Spice rub is any mixture of ground spices that is made for the purpose of being rubbed on raw food before the food is cooked. The spice rub forms a coating on the food. The food can marinated in the spice rub for some time for the flavors to incorporate into the food or it can be cooked immediately after it is coated in the rub. The spice rub can be left on or partially removed before cooking. The spices are usually coarsely ground. In addition to spices, salt and sugar may be added to the rub, the salt for flavor and the sugar for caramelization. Different salts are sometimes used for their unique qualities, such as Himalayan pink salt.

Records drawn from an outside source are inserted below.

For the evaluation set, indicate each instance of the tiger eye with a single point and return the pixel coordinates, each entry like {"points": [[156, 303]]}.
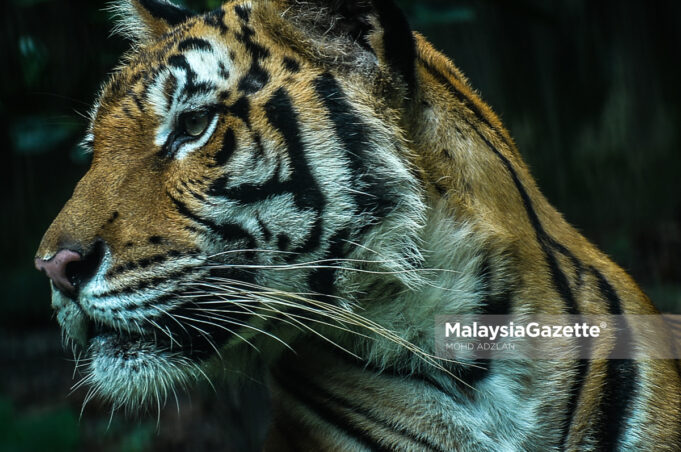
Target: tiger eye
{"points": [[195, 123]]}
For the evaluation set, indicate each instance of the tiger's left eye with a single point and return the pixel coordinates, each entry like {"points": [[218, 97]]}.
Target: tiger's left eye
{"points": [[195, 123]]}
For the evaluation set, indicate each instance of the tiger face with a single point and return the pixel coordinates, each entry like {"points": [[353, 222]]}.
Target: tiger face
{"points": [[241, 166]]}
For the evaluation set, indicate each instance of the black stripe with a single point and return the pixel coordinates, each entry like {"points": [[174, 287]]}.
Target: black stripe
{"points": [[243, 12], [298, 385], [241, 109], [170, 13], [547, 244], [254, 80], [353, 134], [324, 412], [216, 19], [194, 44], [137, 100], [619, 387], [291, 65], [281, 115], [227, 148], [461, 97], [321, 279], [228, 232]]}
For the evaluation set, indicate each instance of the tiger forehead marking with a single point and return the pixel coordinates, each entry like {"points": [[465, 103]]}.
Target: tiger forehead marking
{"points": [[312, 180]]}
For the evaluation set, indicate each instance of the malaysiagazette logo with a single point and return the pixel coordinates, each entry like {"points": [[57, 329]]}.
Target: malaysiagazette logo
{"points": [[548, 336], [532, 329]]}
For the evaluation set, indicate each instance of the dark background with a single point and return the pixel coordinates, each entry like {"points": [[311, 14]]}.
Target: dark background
{"points": [[590, 90]]}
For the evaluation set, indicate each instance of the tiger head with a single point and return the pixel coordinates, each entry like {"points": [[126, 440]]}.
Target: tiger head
{"points": [[251, 174]]}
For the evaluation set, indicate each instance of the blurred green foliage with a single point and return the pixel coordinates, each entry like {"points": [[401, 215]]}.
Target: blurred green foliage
{"points": [[54, 430], [588, 89]]}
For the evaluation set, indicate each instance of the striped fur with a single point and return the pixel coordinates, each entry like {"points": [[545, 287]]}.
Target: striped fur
{"points": [[344, 186]]}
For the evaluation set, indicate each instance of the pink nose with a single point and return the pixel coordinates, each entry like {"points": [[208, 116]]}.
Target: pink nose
{"points": [[55, 269]]}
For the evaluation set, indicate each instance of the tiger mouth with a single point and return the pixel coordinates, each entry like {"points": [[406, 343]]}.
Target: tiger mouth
{"points": [[170, 336]]}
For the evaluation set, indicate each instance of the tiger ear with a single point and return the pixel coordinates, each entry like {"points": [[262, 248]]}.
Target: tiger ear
{"points": [[377, 25], [145, 20]]}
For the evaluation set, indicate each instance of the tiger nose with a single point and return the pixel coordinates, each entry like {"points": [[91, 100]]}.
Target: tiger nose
{"points": [[55, 269]]}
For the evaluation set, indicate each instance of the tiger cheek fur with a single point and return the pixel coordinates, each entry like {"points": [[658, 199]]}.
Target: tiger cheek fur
{"points": [[275, 176]]}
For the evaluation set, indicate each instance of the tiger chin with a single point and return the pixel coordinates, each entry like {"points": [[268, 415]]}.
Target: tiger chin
{"points": [[304, 186]]}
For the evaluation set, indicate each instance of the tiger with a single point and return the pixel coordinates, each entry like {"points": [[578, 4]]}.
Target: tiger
{"points": [[302, 187]]}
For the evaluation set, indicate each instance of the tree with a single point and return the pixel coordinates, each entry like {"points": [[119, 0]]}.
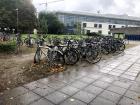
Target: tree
{"points": [[8, 14], [53, 26], [43, 25]]}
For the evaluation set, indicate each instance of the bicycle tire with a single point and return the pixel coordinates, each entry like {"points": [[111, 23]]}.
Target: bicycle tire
{"points": [[56, 58], [71, 57], [37, 56]]}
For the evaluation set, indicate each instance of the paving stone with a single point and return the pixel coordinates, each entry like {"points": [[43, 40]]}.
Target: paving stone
{"points": [[44, 81], [114, 97], [56, 84], [14, 92], [133, 95], [87, 80], [101, 84], [117, 89], [69, 90], [94, 76], [33, 85], [43, 91], [107, 79], [135, 87], [72, 101], [128, 101], [128, 77], [131, 74], [42, 102], [93, 89], [122, 84], [101, 101], [114, 73], [118, 71], [56, 97], [78, 84], [84, 96], [28, 98], [105, 71]]}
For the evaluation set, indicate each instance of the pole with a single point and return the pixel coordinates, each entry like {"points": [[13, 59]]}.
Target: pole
{"points": [[17, 19]]}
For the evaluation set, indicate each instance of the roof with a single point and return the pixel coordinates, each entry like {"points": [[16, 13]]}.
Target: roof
{"points": [[122, 17]]}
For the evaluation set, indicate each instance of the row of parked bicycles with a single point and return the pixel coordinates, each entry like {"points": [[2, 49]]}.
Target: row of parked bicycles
{"points": [[69, 52]]}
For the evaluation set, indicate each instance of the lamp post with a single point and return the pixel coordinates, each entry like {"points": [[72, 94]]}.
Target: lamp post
{"points": [[17, 18]]}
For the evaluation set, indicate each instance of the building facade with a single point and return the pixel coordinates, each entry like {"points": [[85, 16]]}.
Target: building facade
{"points": [[72, 20]]}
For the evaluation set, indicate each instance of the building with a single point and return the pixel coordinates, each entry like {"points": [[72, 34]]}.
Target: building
{"points": [[131, 33], [101, 28], [73, 19]]}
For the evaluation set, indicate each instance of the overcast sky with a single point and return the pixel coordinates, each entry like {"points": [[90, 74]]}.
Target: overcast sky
{"points": [[130, 7]]}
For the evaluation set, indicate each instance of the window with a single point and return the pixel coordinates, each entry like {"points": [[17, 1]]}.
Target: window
{"points": [[95, 25], [114, 26], [100, 32], [84, 24], [88, 31], [110, 26], [100, 25]]}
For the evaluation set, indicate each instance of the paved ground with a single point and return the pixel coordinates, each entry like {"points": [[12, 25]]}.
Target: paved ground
{"points": [[114, 81]]}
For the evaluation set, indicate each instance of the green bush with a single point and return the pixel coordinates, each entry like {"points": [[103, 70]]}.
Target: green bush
{"points": [[7, 47]]}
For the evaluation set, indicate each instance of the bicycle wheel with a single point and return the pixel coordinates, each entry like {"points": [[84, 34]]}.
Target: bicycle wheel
{"points": [[56, 58], [71, 57], [37, 56], [92, 55], [121, 47]]}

Native Americans cooked some of the earliest barbecue, placing meats on a wooden rack elevated over flames and gently smoking it for an extended period of time. Colonists shaped the food’s development by adding sauces and marinades that they had enjoyed in Europe, such as the German taste for mustard that took root in South Carolina. During the pre–Civil War period, pig butchering led to neighborhood–wide celebrations, the first instances of modern barbecue get-togethers.
Midwesterners and Southerners may still spar over the best flavors for sauces and rubs, but everyone can agree that the preparation consists of cooking meat by way of prolonged exposure to smoking wood — though what kind of wood is up for debate. Meat, rub, sauce, wood: varied arrangements of the barbecue quartet create the nuances that separate one rack from another. And while regional variations still exhibit some deeply rooted flavor traditions, today’s chefs aren’t afraid to experiment with tastes and technique.